I am new to covariance selection, and trying to fit a set of high-dimensional data with undirected Gaussian graphical model. The graph structure of multivariate normal distribution has been given. I follow the covariance selection procedures introduced in "The Elements of Statistical Learning" (p634). It works well with low-dimensional data. But when I use it for high-dimensional data problems (24-dimensional vectors), it sometimes does not converge. The algorithm is easy to understand and implement, and I don't know what went wrong. My questions are as follows:
Why the algorithm does not converge with high-dimensional data. Is there any way to improve the algorithm?
Are there any other covariance selection algorithms that are easy to implement?
Thanks in advance.
This is the matlab code that I followed: https://github.com/probml/pmtk3/blob/master/toolbox/GraphicalModels/ggm/sub/ggmFitHtf.m
and this is the code I implemented in python:
import numpy as np
import numpy.matlib
def ggmfit(S, G, maxIter):
'''
MLE for a precision matrix given known zeros in the graph,
S is empirical covariance matrix, numpy matrix,
G is graph structure, numpy matrix,
Hastie, Tibshirani & Friedman ("Elements" book, 2nd Ed, 2008, p634)
'''
S = np.matrix(S)
G = np.matrix(G)
convengenceFlag = False
p = S.shape[0]
W = S
theta = np.matlib.zeros((p, p), dtype=W.dtype) # precision matrix
for i in range(maxIter):
normW = np.linalg.norm(W)
for j in range(p):
notj = list(range(p))
notj.pop(j)
W11 = W[notj][:, notj]
S12 = S[notj][:, j]
S22 = S[j, j]
# non-zero
notzero = ~(G[j][:, notj] == 0)
notzero = np.squeeze(np.asarray(notzero), axis=0)
S12_nz = S12[notzero]
W11_nz = W11[notzero][:, notzero]
beta = np.matlib.zeros((p-1, 1), dtype=W.dtype)

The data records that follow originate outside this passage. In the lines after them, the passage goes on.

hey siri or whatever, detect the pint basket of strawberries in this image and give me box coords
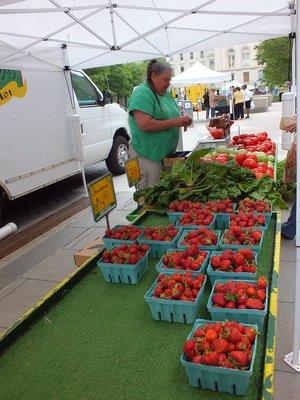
[207,248,258,285]
[229,212,268,230]
[144,272,207,323]
[167,200,203,224]
[176,209,216,230]
[97,243,150,284]
[177,228,221,252]
[219,226,264,251]
[103,225,144,249]
[238,199,272,224]
[137,225,182,258]
[156,245,209,276]
[181,319,258,395]
[207,278,268,331]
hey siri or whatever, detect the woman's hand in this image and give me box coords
[285,122,296,133]
[173,115,192,127]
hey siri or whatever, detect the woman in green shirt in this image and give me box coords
[128,59,192,189]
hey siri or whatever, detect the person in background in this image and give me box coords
[209,88,218,118]
[127,59,192,189]
[203,89,210,120]
[242,84,253,119]
[281,121,297,240]
[233,87,245,120]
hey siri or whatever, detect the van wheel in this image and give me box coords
[106,136,129,175]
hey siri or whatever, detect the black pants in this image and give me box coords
[234,103,244,120]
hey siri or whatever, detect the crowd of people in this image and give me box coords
[203,85,254,120]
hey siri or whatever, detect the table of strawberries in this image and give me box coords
[0,131,281,400]
[95,132,282,399]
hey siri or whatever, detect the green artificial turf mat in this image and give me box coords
[0,217,276,400]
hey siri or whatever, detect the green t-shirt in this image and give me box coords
[128,82,180,163]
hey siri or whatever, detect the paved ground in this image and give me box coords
[1,101,299,399]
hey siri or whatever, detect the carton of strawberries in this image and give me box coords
[220,226,263,250]
[181,319,258,395]
[207,277,268,331]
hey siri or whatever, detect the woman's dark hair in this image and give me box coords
[147,59,172,87]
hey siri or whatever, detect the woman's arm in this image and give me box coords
[132,110,191,132]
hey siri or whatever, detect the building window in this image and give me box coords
[200,51,204,58]
[209,59,215,70]
[243,72,250,82]
[242,47,250,67]
[180,66,184,72]
[180,53,183,61]
[231,73,235,80]
[258,69,264,81]
[228,48,235,68]
[190,52,193,59]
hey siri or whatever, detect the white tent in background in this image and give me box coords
[171,62,231,87]
[224,80,243,88]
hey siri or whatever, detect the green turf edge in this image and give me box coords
[0,253,101,354]
[261,213,281,400]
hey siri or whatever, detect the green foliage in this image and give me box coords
[275,159,296,201]
[133,157,288,210]
[255,37,291,87]
[85,61,148,99]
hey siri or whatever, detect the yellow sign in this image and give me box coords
[0,80,27,106]
[88,173,117,222]
[125,157,141,187]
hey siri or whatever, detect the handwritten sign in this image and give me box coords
[125,157,141,187]
[88,173,117,222]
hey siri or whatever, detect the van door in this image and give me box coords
[71,70,113,165]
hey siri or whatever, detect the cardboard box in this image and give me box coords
[279,116,296,130]
[73,237,104,267]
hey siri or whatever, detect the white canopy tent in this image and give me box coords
[171,61,231,87]
[1,0,300,376]
[0,0,292,71]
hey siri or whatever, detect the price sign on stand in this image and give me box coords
[125,157,141,188]
[88,173,117,227]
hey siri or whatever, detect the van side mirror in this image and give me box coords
[102,90,113,104]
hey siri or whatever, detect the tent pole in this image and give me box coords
[284,0,300,372]
[62,44,88,198]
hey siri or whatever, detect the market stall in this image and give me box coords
[0,1,299,399]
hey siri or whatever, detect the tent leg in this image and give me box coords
[284,0,300,373]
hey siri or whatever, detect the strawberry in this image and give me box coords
[212,293,226,307]
[244,327,257,343]
[256,289,266,302]
[205,329,218,342]
[193,327,205,337]
[229,351,249,367]
[191,355,202,364]
[257,276,268,289]
[225,327,244,344]
[202,351,219,366]
[211,338,229,354]
[245,298,264,309]
[183,339,196,358]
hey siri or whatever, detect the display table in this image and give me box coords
[0,211,281,400]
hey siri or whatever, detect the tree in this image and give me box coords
[85,61,148,104]
[255,37,291,87]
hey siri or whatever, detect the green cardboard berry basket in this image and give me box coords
[137,228,183,259]
[207,279,268,331]
[155,249,210,276]
[206,250,258,285]
[181,318,258,396]
[177,229,221,252]
[144,273,207,324]
[97,247,150,284]
[102,224,144,249]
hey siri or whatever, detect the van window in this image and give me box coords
[71,71,102,107]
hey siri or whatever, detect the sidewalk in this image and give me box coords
[1,102,299,399]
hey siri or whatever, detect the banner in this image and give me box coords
[0,69,27,106]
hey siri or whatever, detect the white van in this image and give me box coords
[0,68,131,222]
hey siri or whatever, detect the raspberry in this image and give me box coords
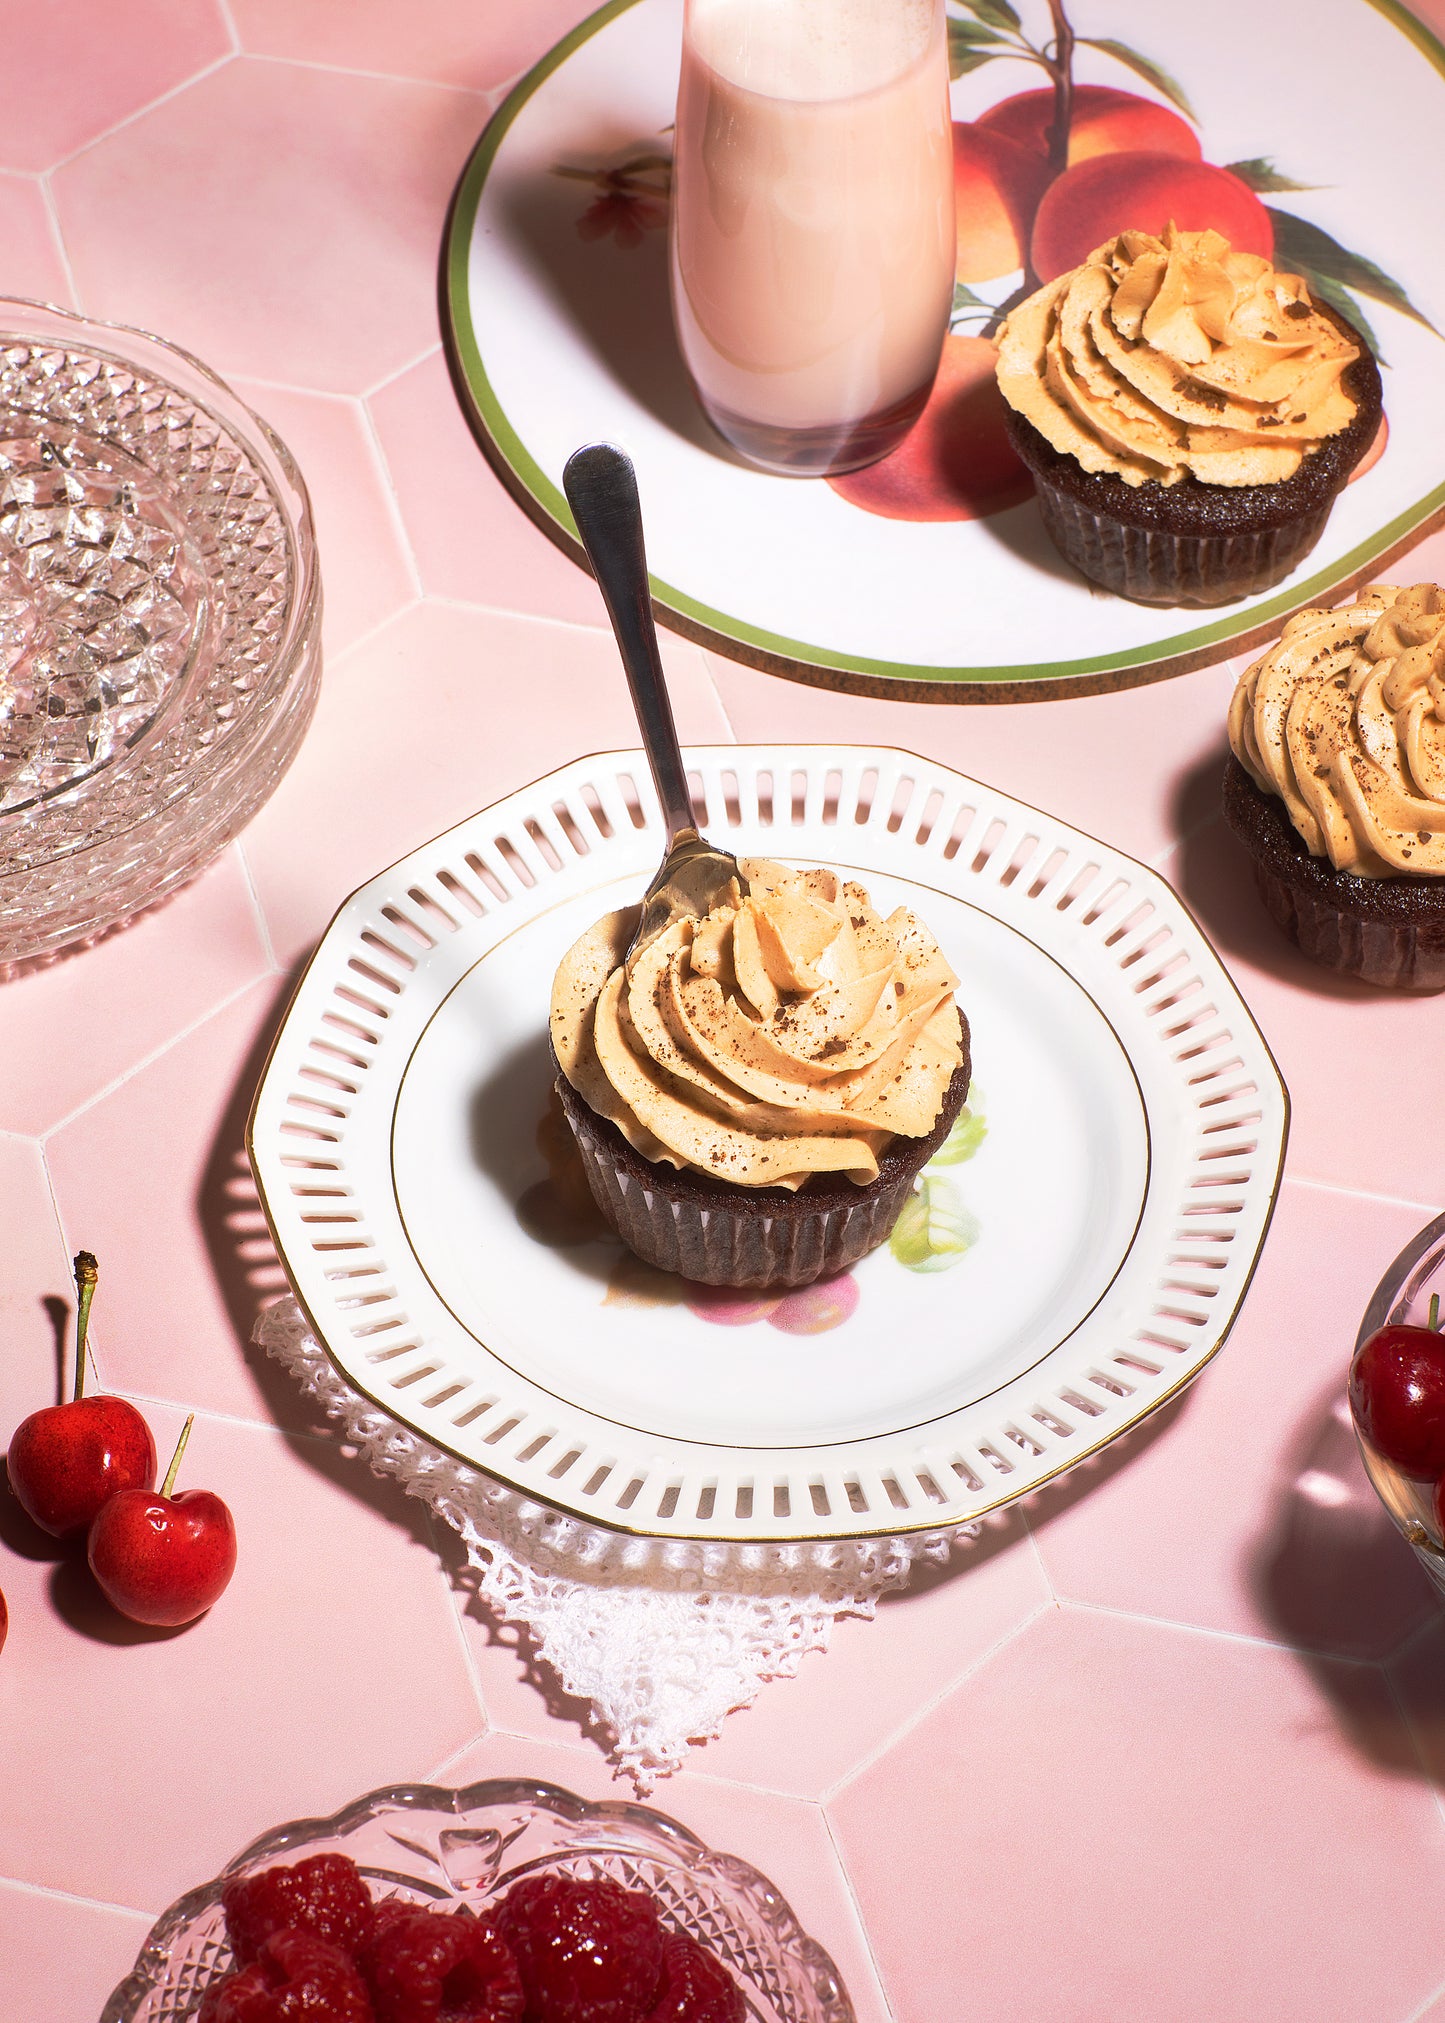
[644,1934,745,2023]
[223,1854,376,1965]
[199,1929,374,2023]
[497,1874,664,2023]
[362,1904,524,2023]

beta[notzero] = W11_nz.I * S12_nz
# W12 = W11 * beta
W12 = W11 * beta
W[notj][:, j] = W12
W[j][:, notj] = W12.T
if (i == (maxIter - 1)) or convengenceFlag:
theta22 = 1 / (S22 - W12.T * beta)
assert theta22 >= 0
theta12 = - beta * theta22
theta[j, j] = theta22
theta[notj][:, j] = theta12
theta[j][:, notj] = theta12.T
if convengenceFlag:
break
normW_ = np.linalg.norm(W)
delta = np.abs(normW_ - normW)
if i % 1000 == 0:
print("{:.6f}\n".format(delta))
if delta < 10e-6:
convengenceFlag = True
W = (W + W.T) / 2
theta = (theta + theta.T) / 2
return W, theta, (i, delta)
The problem was solved by myself. There was a bug in my python code:
W was't actually assigned by W12. I don't quite understand why this happens. After I modified the code, the algorithm worked well.